How a specialist opinion from Ginie Health helps

The hardest part of a worrying mole is the uncertainty in the middle — you're not sure if it's urgent, and you don't want to either overreact or sit on something dangerous while a slow queue moves. That's the gap a written specialist opinion fills. You upload clear photographs of the lesion and describe its history — how long it's been there, whether it's changed, whether it itches or bleeds. Within 6 hours, for $45 CAD, a dermatologist trained at PGIMER Chandigarh or AIIMS reviews it and tells you how concerning it looks, whether it warrants an urgent in-person referral, and exactly what to say to your GP.

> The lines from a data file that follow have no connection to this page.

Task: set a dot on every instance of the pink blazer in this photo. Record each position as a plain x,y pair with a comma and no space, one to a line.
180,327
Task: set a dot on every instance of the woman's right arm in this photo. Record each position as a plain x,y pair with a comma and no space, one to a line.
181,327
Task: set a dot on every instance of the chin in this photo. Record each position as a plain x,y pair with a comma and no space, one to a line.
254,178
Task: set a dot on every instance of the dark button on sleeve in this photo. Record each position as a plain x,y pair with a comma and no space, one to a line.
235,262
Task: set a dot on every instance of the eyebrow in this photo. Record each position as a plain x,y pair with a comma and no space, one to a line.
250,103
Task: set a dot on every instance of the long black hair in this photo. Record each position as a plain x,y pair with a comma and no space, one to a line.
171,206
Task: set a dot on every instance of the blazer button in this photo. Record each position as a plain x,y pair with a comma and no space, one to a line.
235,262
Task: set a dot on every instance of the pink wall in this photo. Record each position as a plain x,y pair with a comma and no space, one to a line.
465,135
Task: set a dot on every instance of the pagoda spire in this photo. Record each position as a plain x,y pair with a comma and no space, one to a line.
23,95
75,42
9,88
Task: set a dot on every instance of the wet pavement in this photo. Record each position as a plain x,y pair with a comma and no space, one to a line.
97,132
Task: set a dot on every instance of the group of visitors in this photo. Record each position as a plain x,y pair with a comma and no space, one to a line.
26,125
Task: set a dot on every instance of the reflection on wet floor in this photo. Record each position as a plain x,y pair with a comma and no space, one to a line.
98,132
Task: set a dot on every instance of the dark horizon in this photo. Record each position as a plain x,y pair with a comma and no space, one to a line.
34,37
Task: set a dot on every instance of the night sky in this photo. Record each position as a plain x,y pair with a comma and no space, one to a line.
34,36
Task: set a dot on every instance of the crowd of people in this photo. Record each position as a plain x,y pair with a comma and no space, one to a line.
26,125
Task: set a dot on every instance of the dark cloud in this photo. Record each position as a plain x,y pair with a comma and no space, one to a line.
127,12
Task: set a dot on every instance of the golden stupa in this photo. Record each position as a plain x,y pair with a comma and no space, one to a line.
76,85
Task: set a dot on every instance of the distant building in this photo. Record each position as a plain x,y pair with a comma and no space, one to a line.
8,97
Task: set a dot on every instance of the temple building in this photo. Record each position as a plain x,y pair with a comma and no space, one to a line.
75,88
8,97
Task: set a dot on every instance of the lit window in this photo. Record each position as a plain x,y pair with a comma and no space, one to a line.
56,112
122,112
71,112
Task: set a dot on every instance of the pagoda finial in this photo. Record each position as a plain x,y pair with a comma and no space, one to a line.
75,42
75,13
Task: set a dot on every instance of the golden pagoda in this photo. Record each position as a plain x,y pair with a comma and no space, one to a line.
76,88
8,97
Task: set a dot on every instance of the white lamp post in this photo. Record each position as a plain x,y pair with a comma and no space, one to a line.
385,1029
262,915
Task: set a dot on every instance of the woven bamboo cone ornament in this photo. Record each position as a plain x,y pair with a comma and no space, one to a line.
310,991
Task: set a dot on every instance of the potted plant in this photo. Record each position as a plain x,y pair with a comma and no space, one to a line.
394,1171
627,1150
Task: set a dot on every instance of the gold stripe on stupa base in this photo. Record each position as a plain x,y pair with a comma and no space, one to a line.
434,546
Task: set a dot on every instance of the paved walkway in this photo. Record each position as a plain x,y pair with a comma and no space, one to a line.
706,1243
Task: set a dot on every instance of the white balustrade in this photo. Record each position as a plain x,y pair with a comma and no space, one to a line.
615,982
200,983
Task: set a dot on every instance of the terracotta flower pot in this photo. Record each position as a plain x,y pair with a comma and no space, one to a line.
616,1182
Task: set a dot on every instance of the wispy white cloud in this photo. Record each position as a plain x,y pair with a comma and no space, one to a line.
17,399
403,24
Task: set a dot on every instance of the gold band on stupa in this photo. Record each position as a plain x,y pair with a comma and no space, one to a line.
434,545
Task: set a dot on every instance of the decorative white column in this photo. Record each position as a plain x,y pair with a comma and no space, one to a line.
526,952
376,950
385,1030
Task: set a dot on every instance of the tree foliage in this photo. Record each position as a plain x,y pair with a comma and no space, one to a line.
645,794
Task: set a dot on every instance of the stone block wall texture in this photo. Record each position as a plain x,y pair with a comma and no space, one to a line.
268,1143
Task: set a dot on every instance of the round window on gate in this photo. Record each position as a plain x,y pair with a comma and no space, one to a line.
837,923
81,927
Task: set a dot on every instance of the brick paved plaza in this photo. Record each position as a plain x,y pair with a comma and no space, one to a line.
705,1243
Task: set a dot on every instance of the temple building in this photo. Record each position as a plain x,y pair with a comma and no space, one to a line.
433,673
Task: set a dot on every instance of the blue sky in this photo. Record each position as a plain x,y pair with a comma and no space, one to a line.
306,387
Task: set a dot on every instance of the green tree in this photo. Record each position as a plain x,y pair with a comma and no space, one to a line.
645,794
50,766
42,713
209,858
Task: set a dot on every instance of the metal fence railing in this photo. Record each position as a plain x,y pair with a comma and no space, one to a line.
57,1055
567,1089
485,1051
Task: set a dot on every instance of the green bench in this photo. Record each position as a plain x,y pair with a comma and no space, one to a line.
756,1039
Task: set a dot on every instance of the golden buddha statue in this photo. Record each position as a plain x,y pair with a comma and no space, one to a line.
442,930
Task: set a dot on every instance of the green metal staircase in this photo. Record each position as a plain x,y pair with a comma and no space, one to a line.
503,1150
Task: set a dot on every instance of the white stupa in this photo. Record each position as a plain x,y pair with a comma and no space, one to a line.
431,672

To be clear about the boundary: a remote opinion does not replace an in-person examination, dermoscopy, or the biopsy that ultimately diagnoses skin cancer — nothing does. What it does is help you act quickly and correctly, so a genuinely worrying lesion gets pushed into the urgent lane instead of languishing, and a harmless one stops costing you sleep. If you'd rather talk it through, a live video consultation is available for $75 CAD. No referral is required for either.

A note on safety: a rapidly changing, bleeding, or ulcerating lesion, or one meeting the ABCDE criteria, should be seen by your GP promptly — and you should ask directly for an urgent dermatology referral. Don't wait on it.